ジュラルミンハリセンで頭を殴る音が響く。
「きゃん!」
「痛いです・・・」
「うう・・・」
エレメンタル・ガーディアンの3人が涙目になって頭に手を当てている。
「まったくお前達は・・・色ボケ娘は嫌いじゃないが、色ボケするなら時と場所を選べ!このマンションには総帥護衛隊の男性怪人も何人か住んでいるんだぞ!」
「やれやれ、啓太は相変わらずだな。」
啓太とエレメンタル・ガーディアンのやりとりをみながら、リリスこと小森雅は啓太をこっそり見張っていた。
実はクロックに頼まれて、彼女は啓太の身辺を密かに護衛していた。
アパレントの諜報を一手に引き受ける情報部の最高責任者の雅がわざわざ護衛に出てるのはというと、啓太が心配だから部下に内緒で来たのであった。
「頃合いを見計らって啓太にくっ付くか。しかし、啓太は何を企んでるんだ?
そっちも興味がある。」
雅の疑問はもっともだ。
最近の啓太は組織の長としての自覚を持ち始め、実力不足ながらもみなに迷惑をかけないよう、一生懸命努力していた。
そんな彼が危険いっぱいの地上に出てくるなんて、ありえない。
雅の好奇心は激しく刺激されていた。
「・・・何か問題があったら連れ戻そうかと思ったが、
もうちょっとだけ様子を見てみるか」
雅に監視されているとも知らない啓太は、頭を押さえる不出来なメイドたちを見ながら、同じように迫ってきた鈴と空のことを思い出す。
(そう言えばあの時も、アイツら仲間たちを助けてくれるせめてものお礼にとか言って、迫ってきてたっけ・・・)
いきなり凶悪犯罪の代名詞である悪の組織から仲間を助け出してと言われたときは、冗談じゃないと思った。

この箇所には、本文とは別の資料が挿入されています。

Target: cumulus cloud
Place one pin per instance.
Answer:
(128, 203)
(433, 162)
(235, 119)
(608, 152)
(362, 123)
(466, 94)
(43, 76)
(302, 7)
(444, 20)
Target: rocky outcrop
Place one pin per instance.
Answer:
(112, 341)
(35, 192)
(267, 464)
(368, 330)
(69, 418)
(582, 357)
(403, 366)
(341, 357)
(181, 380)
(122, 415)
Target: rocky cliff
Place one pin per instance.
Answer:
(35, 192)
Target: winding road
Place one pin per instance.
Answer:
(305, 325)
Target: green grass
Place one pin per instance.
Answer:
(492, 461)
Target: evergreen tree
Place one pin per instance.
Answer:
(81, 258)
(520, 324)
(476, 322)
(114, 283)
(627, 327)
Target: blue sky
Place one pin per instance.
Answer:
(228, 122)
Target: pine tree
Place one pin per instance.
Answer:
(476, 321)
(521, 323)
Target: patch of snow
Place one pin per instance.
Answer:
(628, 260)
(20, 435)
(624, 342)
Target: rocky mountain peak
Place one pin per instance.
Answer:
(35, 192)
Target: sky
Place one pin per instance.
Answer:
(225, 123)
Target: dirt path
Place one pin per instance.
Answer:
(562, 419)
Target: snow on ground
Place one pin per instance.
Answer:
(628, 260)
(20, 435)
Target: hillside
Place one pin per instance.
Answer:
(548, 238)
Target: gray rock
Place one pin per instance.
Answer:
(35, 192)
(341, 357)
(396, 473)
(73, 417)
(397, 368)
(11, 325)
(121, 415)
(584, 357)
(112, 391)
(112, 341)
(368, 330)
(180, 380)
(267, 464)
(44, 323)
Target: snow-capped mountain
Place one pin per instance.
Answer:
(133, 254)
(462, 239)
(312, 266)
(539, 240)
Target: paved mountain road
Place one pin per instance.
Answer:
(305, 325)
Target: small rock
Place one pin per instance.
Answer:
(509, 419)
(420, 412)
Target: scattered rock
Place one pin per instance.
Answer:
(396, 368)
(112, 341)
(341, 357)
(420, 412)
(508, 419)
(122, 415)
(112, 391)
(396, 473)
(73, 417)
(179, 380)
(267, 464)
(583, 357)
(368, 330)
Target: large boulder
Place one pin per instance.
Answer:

正直今でもどこかの組織と戦ったりするときはやりたくないというのが本音だ。
しかも最近は同盟結成のための会談出席なんてこともあり、啓太の心が休まるときはなかなかない。
でも啓太が戦いを嫌がったり、緊張したりする理由はあの頃とは少しずつ変わってきていて―――。

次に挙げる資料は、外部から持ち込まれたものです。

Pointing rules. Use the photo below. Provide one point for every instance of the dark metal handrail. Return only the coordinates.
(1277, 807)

そこまで考えて、啓太は自分の考えに間違いはなかったことを実感する。
(・・・よし。この調子でいろんなところに行ってみよう。
そうすればこれから自分のすべきこと、やりたいことがわかるはずだ)
グウウゥゥウゥ・・・ッ。
そこで急におなかの虫が鳴り始めた。
場の空気を読まない自分の腹に苦笑しつつ、啓太はそれで次の目的地を決定するのであった。